On Mon, Nov 11, 2013 at 5:57 PM, Sven Brauch <svenbrauch@googlemail.com> wrote:
On Monday 11 November 2013 12:55:06 J. Pablo Martín Cobos wrote:
> Because the pep8,
> pyflakes and parse syntax checker will report errors, because the syntax is
> different in python 2 and python 3.
Okay, I looked a bit more and this is indeed a valid concern.

The problem is that some of the plugins (pep8 and the ipython console, at
least) call straight into the mentioned tools and do something with them, and
the tools (e.g. ipython console) will be the version of the language kate was
linked against.

For most of the tools the solution is imo easy: e.g. pep8 should just be
called as a program and the output should be parsed. It's very simple ... yes,
not as elegant, but who cares.

For ipython however it's less obvious ... I'm not sure how the problem could
be solved here. The only solution I found is based on creating a widget and
then letting a new process draw into the widget, but that sort of sucks
(especially I'm not sure how portable it is). That's more work and more bad
than just keeping the current situation, so not worth it imo.

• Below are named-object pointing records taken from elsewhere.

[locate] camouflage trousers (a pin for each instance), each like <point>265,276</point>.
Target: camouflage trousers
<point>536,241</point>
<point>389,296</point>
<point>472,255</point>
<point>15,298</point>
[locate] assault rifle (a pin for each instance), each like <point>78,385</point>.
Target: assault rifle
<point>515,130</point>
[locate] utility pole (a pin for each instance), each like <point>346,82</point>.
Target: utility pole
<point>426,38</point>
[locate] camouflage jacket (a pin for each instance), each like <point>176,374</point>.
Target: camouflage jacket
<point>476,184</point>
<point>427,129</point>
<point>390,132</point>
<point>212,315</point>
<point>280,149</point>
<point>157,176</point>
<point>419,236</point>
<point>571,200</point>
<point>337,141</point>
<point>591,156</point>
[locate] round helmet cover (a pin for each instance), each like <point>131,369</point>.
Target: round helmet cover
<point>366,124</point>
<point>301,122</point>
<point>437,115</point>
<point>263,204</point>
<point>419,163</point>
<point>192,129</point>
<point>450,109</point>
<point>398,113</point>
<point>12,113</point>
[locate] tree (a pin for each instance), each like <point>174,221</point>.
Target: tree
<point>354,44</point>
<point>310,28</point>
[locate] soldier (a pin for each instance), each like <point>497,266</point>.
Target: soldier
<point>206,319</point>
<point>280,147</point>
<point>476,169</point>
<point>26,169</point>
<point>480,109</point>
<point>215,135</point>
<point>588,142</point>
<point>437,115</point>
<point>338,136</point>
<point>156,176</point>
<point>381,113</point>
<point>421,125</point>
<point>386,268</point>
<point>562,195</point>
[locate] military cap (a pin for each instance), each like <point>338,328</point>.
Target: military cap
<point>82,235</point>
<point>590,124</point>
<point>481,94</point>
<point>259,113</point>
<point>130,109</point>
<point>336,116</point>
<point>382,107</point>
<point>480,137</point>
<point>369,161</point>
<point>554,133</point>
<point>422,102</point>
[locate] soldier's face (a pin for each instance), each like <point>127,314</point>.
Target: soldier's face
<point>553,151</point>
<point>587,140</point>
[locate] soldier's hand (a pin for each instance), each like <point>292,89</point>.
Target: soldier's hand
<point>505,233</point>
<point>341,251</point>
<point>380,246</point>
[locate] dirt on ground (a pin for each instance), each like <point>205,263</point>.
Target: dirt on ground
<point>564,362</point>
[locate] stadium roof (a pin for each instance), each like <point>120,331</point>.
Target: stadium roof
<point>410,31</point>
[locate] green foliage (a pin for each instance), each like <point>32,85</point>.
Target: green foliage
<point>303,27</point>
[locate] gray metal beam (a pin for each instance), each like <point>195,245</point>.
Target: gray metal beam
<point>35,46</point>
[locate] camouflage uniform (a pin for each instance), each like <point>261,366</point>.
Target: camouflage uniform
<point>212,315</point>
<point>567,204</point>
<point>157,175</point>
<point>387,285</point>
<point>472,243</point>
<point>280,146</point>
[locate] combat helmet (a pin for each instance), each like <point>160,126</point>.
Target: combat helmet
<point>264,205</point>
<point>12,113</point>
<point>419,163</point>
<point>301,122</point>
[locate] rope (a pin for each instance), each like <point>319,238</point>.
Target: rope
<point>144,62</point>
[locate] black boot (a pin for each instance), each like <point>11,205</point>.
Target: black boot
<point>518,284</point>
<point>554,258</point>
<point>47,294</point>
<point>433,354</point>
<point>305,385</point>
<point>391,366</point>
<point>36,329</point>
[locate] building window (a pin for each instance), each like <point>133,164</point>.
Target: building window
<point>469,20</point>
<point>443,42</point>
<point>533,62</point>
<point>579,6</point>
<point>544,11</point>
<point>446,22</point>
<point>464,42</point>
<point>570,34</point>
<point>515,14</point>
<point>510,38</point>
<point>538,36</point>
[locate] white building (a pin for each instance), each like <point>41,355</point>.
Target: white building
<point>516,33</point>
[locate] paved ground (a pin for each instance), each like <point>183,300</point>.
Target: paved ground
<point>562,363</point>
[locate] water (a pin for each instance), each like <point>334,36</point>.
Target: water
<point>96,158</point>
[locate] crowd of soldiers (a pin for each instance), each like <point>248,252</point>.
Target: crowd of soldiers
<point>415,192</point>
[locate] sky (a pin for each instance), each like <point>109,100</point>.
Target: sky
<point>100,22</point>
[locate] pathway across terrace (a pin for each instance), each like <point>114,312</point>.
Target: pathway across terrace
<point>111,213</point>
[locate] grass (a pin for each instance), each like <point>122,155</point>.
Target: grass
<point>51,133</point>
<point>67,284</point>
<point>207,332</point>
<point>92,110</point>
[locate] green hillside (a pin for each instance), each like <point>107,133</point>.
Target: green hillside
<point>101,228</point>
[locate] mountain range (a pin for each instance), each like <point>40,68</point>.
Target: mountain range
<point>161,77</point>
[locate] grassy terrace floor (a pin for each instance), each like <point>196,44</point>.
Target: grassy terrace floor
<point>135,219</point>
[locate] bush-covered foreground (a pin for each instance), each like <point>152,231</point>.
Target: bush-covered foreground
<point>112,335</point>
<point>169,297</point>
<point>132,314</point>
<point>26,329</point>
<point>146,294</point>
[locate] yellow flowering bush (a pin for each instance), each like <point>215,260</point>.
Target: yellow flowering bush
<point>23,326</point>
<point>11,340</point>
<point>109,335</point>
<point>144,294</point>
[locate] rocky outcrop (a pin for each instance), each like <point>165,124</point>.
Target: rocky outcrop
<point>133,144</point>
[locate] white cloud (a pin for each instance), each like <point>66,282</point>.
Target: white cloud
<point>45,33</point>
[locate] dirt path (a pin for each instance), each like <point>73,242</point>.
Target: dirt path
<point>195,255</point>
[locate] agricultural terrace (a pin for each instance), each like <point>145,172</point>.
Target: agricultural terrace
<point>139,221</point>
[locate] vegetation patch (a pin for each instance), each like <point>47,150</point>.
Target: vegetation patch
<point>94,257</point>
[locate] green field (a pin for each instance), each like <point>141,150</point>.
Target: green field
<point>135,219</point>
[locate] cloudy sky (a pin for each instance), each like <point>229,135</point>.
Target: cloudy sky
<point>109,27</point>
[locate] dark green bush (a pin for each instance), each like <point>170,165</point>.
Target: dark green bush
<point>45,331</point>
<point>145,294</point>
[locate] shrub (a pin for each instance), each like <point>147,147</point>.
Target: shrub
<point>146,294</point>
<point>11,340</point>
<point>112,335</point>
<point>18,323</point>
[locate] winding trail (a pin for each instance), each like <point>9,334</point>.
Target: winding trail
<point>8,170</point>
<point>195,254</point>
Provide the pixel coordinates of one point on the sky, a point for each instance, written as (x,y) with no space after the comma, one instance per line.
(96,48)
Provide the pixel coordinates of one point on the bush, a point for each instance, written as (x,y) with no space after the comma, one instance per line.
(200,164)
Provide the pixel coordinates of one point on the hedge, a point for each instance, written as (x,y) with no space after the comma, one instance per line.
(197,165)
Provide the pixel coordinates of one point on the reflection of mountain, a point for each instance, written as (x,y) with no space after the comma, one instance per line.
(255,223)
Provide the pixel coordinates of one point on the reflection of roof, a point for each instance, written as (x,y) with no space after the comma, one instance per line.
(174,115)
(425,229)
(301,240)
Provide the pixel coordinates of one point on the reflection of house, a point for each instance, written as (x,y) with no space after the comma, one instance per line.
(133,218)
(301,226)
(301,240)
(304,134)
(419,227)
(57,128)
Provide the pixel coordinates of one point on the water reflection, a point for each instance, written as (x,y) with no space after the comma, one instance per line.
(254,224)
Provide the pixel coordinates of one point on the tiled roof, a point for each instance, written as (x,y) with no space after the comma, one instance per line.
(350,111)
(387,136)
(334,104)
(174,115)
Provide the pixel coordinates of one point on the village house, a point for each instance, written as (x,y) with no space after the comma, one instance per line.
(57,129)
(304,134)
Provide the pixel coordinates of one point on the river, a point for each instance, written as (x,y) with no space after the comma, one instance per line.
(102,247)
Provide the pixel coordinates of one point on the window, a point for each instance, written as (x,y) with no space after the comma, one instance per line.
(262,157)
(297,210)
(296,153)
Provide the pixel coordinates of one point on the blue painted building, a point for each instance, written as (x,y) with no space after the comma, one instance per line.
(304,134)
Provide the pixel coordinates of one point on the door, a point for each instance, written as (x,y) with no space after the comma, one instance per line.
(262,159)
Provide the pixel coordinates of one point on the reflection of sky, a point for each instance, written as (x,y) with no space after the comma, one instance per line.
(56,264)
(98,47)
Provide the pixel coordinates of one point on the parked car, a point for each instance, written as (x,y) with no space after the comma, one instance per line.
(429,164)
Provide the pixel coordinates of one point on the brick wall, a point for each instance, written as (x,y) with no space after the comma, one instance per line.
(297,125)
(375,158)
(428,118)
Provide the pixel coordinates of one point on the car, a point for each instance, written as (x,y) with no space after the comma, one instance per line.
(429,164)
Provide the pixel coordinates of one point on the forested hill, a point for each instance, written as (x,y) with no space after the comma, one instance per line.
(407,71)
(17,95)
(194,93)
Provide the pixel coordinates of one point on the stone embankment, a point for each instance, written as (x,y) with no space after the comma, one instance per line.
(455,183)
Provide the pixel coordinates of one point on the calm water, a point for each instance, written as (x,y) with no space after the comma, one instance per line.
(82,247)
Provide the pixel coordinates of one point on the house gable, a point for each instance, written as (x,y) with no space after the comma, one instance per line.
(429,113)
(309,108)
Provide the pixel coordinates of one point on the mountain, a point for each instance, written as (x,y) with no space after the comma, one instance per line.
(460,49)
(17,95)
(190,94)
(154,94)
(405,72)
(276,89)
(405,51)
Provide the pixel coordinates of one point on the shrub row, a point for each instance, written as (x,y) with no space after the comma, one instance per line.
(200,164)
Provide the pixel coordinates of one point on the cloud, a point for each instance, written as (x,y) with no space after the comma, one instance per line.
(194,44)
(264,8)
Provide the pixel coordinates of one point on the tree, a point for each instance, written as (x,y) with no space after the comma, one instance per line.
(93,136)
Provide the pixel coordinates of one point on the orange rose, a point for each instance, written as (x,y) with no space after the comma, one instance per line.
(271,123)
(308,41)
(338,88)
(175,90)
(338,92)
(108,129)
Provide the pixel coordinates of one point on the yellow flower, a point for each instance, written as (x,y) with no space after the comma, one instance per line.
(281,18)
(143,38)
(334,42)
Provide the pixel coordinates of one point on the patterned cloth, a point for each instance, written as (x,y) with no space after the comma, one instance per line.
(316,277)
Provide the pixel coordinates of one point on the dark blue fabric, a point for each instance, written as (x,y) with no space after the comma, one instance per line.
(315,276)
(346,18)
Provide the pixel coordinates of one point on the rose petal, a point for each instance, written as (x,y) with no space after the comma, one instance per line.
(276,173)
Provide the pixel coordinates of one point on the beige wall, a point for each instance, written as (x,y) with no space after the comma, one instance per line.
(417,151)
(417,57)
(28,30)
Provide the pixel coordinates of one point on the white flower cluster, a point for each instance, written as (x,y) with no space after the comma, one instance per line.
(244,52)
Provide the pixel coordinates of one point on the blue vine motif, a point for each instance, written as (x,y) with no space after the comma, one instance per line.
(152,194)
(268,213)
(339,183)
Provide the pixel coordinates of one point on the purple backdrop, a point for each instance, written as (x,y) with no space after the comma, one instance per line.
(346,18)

What I said earlier in the thread was referring only to what language should
be available for writing the plugins, assuming plugins which are just doing
stuff but not actually _importing python tools and using them in-process_.
For this issue, I'm not sure how to proceed. Possibly the "link against both
libs" is indeed the best solution.

Why, exactly, do we need to link against iPython?  Why can't there just be a console that launches iPython, or an html canvas that iPython writes to?